VorpalBlade commented 3 weeks ago

I went ahead and exported a mesh from FreeCAD, it still has the bridging issue when I replace with STL in the project (though on a different bottom triangle, the one right above the "MK3.9S" on the build plate): Saxhållare (Meshed).zip

u89djt commented 3 weeks ago

I'm just going off the observable phenomena. The mesh is the source of information, so any internal representation is going to say exactly or approximately the same thing. If it's approximate, then an approximate mesh is notionally worse. I don't know.

u89djt commented 3 weeks ago

That it's a different triangle tells you that something is being guessed at differently. I'll have a look at the mesh.

VorpalBlade commented 3 weeks ago

Same thing when exporting with "fine" setting for tesselation from the source OnShape document (it has an issue with that triangle above "MK3.9S" on the build plate).
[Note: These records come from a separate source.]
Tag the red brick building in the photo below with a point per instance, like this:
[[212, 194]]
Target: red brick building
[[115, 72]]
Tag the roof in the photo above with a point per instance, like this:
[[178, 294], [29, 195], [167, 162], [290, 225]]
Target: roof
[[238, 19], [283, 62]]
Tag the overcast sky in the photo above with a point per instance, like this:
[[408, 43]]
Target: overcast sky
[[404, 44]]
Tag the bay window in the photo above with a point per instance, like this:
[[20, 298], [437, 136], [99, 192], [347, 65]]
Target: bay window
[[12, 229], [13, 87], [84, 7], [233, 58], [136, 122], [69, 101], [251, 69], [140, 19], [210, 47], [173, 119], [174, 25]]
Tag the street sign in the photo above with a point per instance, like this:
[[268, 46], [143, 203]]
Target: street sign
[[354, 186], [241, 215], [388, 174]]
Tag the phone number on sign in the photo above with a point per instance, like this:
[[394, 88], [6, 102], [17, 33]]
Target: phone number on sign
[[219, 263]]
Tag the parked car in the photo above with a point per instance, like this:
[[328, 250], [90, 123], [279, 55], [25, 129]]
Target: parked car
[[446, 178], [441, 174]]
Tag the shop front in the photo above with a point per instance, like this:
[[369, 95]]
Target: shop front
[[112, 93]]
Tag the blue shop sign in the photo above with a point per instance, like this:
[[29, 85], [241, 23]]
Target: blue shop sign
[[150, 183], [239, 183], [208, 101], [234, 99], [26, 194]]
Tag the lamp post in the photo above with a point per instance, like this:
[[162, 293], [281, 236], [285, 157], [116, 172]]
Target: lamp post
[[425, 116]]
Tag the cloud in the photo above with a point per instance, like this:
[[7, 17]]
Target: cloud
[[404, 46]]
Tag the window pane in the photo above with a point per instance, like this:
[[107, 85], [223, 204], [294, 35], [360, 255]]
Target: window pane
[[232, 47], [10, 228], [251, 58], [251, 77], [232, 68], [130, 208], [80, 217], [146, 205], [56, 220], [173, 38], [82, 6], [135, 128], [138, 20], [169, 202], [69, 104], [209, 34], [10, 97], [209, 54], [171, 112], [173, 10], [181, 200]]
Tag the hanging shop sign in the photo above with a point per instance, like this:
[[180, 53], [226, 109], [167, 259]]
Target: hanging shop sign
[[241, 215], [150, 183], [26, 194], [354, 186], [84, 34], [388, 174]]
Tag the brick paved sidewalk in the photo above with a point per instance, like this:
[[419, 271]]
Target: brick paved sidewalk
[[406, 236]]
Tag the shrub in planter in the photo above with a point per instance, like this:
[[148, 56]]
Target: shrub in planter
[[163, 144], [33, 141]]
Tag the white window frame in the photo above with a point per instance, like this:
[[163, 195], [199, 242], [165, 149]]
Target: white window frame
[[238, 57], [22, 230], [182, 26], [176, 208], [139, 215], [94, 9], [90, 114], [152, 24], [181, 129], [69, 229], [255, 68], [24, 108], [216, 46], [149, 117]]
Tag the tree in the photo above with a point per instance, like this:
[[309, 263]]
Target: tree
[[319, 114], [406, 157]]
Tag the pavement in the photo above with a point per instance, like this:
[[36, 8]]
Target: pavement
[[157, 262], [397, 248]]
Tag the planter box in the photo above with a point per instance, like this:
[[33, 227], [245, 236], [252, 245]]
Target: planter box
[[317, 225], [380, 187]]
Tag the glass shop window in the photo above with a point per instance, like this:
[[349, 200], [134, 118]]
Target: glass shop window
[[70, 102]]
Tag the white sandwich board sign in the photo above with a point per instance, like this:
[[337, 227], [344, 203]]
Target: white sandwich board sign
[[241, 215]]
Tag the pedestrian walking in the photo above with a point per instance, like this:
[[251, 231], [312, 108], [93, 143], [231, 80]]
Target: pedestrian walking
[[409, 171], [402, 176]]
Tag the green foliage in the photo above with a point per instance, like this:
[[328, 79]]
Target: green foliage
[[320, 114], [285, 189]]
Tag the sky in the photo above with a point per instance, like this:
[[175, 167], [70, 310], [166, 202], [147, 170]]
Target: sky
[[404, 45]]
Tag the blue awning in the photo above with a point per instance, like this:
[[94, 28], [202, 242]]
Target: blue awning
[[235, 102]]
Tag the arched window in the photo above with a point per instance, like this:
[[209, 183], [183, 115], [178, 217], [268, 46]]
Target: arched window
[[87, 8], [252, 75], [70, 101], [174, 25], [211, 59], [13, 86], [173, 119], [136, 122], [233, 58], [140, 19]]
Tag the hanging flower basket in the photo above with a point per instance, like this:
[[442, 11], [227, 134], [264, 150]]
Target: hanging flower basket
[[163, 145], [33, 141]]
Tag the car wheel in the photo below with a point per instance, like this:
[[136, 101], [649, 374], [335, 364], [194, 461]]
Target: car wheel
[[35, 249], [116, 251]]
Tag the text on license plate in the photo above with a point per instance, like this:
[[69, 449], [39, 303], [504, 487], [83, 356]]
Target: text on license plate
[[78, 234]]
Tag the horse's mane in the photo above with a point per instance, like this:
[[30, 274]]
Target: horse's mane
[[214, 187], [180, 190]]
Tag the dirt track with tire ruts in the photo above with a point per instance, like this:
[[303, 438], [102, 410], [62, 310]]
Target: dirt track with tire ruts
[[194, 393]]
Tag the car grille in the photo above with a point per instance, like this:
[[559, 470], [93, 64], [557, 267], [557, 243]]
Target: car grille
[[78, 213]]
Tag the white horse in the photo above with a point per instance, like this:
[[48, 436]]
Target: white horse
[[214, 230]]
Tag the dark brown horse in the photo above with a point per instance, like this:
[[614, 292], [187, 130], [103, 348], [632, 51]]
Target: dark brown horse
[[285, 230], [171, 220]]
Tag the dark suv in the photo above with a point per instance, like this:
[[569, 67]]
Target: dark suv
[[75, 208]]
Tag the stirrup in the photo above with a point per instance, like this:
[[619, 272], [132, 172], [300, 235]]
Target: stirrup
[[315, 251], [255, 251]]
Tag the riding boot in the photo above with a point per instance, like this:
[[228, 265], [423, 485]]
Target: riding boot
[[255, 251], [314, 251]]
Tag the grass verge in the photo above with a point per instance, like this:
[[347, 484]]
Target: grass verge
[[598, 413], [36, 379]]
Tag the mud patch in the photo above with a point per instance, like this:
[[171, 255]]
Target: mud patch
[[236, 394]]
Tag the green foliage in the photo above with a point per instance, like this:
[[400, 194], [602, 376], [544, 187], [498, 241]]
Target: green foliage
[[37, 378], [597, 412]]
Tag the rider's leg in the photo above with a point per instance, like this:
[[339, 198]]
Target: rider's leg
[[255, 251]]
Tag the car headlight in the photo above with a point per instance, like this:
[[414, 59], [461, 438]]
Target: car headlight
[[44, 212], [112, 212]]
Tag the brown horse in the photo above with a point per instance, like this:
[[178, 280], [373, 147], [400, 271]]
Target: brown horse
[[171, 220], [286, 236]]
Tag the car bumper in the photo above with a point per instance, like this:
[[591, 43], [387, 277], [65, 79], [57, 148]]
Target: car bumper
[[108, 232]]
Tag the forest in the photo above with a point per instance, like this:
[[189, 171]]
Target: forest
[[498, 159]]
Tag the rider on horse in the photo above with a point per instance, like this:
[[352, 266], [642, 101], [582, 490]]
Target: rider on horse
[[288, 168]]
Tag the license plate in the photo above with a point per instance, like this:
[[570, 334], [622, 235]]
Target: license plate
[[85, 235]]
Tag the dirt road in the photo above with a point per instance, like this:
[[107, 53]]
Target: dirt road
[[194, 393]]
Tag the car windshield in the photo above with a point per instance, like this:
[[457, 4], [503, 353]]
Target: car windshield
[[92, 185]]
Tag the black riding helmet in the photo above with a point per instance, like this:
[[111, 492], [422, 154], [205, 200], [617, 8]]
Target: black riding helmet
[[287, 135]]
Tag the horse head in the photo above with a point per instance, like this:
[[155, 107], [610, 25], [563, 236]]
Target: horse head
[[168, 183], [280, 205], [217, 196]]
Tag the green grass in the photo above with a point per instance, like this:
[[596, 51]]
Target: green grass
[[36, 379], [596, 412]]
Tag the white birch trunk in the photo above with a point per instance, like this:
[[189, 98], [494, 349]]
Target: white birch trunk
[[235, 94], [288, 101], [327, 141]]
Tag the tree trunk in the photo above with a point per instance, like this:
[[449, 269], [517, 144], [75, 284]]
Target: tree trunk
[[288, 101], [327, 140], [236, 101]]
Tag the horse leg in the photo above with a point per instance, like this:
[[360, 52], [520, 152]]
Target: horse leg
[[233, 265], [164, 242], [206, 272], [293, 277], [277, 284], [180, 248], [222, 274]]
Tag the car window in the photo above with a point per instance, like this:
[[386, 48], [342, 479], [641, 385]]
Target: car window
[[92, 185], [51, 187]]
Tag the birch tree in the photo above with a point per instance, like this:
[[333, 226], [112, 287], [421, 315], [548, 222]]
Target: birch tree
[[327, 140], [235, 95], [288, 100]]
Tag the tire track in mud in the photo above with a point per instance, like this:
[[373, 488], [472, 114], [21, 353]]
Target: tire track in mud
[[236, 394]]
Saxhållare - onshape_tesselated_fine.zip

u89djt commented 3 weeks ago

Right, so it seems that mesh resolution isn't the solution per se. I was just lucky with that one. You can see that the slicer places more internal bridging when it's given the higher resolution meshes. I don't know why that is. The slicer has to decide what to do with surfaces that don't correspond to its horizontal surface. Nope, I don't know. I guess we need to give it a horizontal surface that corresponds with what it can print to be sure it's dealt with cleanly. You've provided an estimate of failure rate :)

u89djt commented 3 weeks ago

No, I shouldn't suggest a failure rate. The neighbouring regions interact with each other, so there isn't an independent probability involved. I think I don't know enough about what's going on to infer the problem. I suspect you've created the perfect storm for the slicer :)

u89djt commented 3 weeks ago

When it gets all the shortest distances right, there are no patches of bridge infill outside the main regions. That's got to be interesting. I'm still fond of fractional volume occupation at boundaries as a place to look. The orientation of the shaped volume (e.g. a cuboid) you test will change the estimate.